Guest editorial

Marty J. Wolf (Department of Mathematics and Computer Science, Bemidji State University, Bemidji, Minnesota, USA)
Alexis M. Elder (Department of Philosophy, University of Minnesota Duluth, Duluth, Minnesota, USA)
Gosia Plotka (De Montfort University, Leicester, UK)

Journal of Information, Communication and Ethics in Society

ISSN: 1477-996X

Article publication date: 4 September 2019

Issue publication date: 4 September 2019

393

Citation

Wolf, M.J., Elder, A.M. and Plotka, G. (2019), "Guest editorial", Journal of Information, Communication and Ethics in Society, Vol. 17 No. 2, pp. 114-118. https://doi.org/10.1108/JICES-05-2019-097

Publisher

:

Emerald Publishing Limited

Copyright © 2019, Emerald Publishing Limited


Editorial for creating, changing and coalescing ways of life with technologies

“Congealing” is a word that evokes senses of unpleasantness where perhaps something inviting had once been. It also implies that things are becoming less fluid and more rigid.
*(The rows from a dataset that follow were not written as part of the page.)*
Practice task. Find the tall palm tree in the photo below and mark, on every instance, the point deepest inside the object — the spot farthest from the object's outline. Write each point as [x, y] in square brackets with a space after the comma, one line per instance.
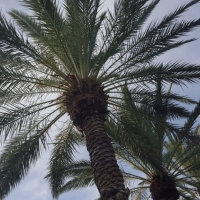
[71, 61]
[162, 159]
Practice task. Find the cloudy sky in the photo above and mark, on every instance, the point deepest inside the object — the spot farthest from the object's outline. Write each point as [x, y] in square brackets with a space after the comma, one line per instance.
[33, 187]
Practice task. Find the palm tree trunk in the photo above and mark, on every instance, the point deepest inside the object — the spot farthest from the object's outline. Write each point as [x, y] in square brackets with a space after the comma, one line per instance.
[107, 176]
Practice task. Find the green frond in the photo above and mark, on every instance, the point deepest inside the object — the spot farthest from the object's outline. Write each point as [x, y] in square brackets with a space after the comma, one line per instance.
[62, 156]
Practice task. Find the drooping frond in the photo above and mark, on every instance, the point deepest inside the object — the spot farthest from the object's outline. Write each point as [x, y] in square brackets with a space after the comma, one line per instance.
[62, 156]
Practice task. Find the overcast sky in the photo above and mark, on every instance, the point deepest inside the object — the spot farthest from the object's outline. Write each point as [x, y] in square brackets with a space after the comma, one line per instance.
[33, 187]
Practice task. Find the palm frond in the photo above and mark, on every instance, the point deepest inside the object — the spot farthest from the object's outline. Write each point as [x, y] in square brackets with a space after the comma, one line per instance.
[62, 156]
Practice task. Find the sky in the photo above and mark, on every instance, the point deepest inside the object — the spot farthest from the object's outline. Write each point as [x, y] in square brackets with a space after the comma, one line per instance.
[34, 187]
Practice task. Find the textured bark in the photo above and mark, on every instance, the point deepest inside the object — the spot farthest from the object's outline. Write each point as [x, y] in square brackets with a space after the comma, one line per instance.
[107, 176]
[163, 188]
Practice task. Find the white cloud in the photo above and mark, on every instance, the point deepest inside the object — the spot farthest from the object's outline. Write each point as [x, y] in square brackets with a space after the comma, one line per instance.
[33, 187]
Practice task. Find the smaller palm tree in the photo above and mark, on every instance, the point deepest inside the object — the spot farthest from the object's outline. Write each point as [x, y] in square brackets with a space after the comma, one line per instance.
[142, 145]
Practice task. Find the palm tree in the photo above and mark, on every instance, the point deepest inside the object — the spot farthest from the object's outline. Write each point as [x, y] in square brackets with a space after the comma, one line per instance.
[167, 164]
[72, 61]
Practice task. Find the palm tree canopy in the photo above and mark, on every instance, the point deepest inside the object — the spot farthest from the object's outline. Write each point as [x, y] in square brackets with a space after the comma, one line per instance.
[57, 61]
[143, 148]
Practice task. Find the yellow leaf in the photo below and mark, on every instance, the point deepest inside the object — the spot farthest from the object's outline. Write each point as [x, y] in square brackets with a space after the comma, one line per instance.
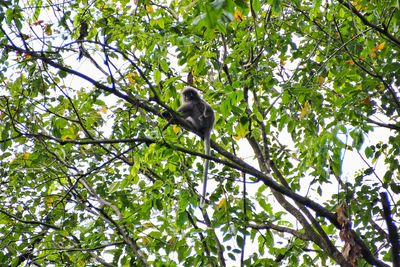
[321, 80]
[132, 78]
[146, 240]
[305, 110]
[176, 129]
[238, 15]
[150, 9]
[48, 30]
[49, 201]
[222, 203]
[26, 156]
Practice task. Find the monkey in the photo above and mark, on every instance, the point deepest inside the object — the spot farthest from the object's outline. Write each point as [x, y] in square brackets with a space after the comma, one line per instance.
[200, 115]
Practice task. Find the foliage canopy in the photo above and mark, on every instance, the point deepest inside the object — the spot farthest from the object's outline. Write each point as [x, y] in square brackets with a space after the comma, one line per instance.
[302, 90]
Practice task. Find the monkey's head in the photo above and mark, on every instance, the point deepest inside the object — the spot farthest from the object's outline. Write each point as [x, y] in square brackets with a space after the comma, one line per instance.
[189, 95]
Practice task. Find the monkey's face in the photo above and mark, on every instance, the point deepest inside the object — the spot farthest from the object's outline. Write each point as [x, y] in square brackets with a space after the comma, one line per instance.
[190, 95]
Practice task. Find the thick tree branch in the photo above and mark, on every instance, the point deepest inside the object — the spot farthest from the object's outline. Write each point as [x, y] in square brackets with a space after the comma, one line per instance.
[383, 31]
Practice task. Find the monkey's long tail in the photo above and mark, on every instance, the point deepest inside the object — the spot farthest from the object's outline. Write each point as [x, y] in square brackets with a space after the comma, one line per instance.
[205, 169]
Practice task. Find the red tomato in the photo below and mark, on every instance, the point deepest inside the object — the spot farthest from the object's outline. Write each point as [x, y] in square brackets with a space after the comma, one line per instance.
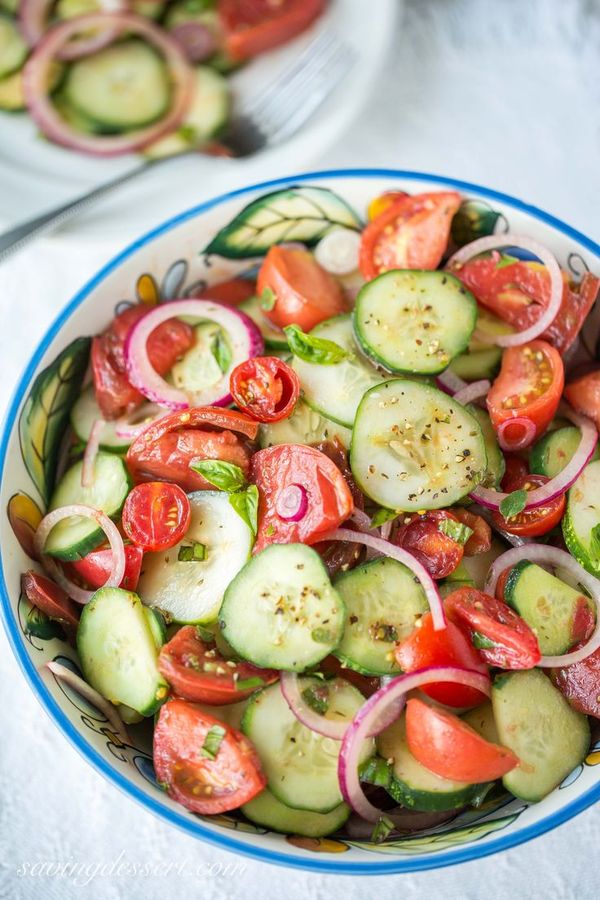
[50, 598]
[305, 294]
[265, 388]
[186, 768]
[422, 537]
[166, 448]
[584, 396]
[327, 501]
[196, 671]
[412, 233]
[450, 748]
[532, 522]
[448, 647]
[530, 384]
[519, 292]
[94, 568]
[255, 26]
[167, 343]
[156, 515]
[514, 645]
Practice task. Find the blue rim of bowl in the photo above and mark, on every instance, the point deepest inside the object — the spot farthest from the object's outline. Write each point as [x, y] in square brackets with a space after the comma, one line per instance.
[196, 828]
As we began organizing ETHICOMP 2018, we wanted a theme that reflected the impact of technologies on human cultures, practices and lives. Our initial draft of the theme was “Creating, Changing, and Congealing Ways of Life with Technologies.” And while we were eventually persuaded to use a more congenial way of putting the idea (it became “Creating, Changing, and Coalescing Ways of Life with Technologies”), in some ways, it remains true for us that “congealing,” and its connotations of something less pleasant, gets at the original idea. As we incorporate technologies into our practices, much attention is paid to how they change our ways of doing things. But technologies can also help ways of life set-up and harden like yesterday's leftovers – not appealing, yet difficult to budge and sometimes quite unhealthy. Once a particular process is built around a piece of technology, it can become entrenched and increasingly difficult to change. For a historical example, consider how difficult it was to adapt records and software on the eve of the 21st century in response to the so-called “Y2K” problem. In early software development, efficient use of memory was an important design consideration. It had become a standard practice to use a 2-digit field for the year, which would roll to from “99” to “00” in the year 2000, causing problems for date-dependent functions. Technologies can also reflect and reinforce existing cultural tendencies. For a recent example, consider the human resources software created by Amazon that used its existing hiring data to train a machine-learning system to rate applicants. The resulting system turned out to be biased against women applicants, downranking resumes that included the word “woman” or “women's.” Amazon ended up scrapping the project altogether. Because of these kinds of effects, we wanted to encourage people to think beyond well-worn paradigms like “technologies are disruptive” to consider other kinds of effects they can have.

As it happened, the imagery of “congealing” proved distasteful enough that the steering committee opted for a more neutral term. But even with the less-dramatic wording the conference ended up attracting a rich and diverse range of papers that examined technological issues from a variety of angles, exactly as we had hoped.

This diversity of approaches underscores the value of interdisciplinary inquiry into computing ethics. What we have in this special issue represents a cross-section of engagements with the impact of technologies on ways of life, and one that invites readers to consider both positive and negative effects in a staggering range of applications. From an empirical engagement, with the challenge of coming up with a “fair” algorithm, to an intersectional feminist examination of the Human Brain Project, to a philosophical analysis of how robotic technologies invite us to confront our assumptions about biological exceptionalism, these papers encourage readers to think carefully and critically about the social and ethical impacts of technologies on ways of life.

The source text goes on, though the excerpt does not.